Liver diseases are a major health problem worldwide since they usually represent the main causes of death in most countries, causing excessive costs to public health systems. Nowadays, there are no efficient current therapies for most hepatic diseases and liver transplant is infrequent due to the availability of organs, cost and risk of transplant rejection. Therefore, alternative therapies for liver diseases have been developed, including cell-based therapies. Stem cells (SCs) are characterized by their self-renewing capacity, unlimited proliferation and differentiation under certain conditions into tissue- or organ-specific cells with special functions. Cell-based therapies for liver diseases have been successful in experimental models, showing anti-inflammatory, antifibrogenic and regenerative effects. Nowadays, clinical trials using SCs for liver pathologies are increasing in number, and those that have reached publication have achieved favorable effects, encouraging us to think that SCs will have a potential clinical use in a short time.
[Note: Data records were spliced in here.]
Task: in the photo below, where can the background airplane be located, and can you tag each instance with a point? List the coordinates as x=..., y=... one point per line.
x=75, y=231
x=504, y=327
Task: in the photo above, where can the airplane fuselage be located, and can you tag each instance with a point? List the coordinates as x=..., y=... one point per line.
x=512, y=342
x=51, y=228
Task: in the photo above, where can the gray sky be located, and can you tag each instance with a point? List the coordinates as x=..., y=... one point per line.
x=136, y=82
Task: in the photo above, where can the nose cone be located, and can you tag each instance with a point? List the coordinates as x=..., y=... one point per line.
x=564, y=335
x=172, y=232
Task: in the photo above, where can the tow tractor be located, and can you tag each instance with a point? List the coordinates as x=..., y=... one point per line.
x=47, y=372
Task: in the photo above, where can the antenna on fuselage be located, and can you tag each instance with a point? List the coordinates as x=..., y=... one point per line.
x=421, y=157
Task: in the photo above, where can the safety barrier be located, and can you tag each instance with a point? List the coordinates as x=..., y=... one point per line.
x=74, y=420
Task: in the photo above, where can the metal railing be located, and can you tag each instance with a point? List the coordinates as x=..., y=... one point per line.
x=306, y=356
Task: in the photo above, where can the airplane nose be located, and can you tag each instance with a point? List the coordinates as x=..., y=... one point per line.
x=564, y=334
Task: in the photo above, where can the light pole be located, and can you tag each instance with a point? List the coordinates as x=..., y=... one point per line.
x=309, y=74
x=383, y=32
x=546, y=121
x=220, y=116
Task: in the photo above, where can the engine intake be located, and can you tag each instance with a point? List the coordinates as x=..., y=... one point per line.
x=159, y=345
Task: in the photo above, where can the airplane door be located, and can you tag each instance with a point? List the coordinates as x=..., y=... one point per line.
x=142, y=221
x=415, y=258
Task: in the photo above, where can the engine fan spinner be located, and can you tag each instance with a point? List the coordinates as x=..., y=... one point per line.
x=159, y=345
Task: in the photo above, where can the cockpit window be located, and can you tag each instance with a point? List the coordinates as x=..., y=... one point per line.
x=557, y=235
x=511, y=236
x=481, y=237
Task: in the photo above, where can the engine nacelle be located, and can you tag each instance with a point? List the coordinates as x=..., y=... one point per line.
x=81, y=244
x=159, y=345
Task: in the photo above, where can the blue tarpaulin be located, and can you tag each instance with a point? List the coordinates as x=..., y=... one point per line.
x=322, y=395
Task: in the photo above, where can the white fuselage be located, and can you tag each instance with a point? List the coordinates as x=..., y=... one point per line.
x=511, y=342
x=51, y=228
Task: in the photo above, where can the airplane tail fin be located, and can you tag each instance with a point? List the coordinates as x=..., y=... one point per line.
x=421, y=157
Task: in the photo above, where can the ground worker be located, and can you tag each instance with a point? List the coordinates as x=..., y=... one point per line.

Financial & competing interests disclosure

The authors have no relevant affiliations or financial involvement with any organization or entity with a financial interest in or financial conflict with the subject matter or materials discussed in the manuscript. This includes employment, consultancies, honoraria, stock ownership or options, expert testimony, grants or patents received or pending or royalties.

Key issues
  • Different types of cell-base therapies have been used in liver disease, including hematopoietic stem cells, mesenchymal stem cells from different sources, adult hepatocytes, embryonic stem cells, endothelial progenitor cells and induced pluripotent stem cells.

  • Stem cells can differentiate in vitro and in vivo into hepatocyte-like cells.

  • Stem cells have shown anti-inflammatory, antifibrogenic and regenerative effects in vitro and in vivo.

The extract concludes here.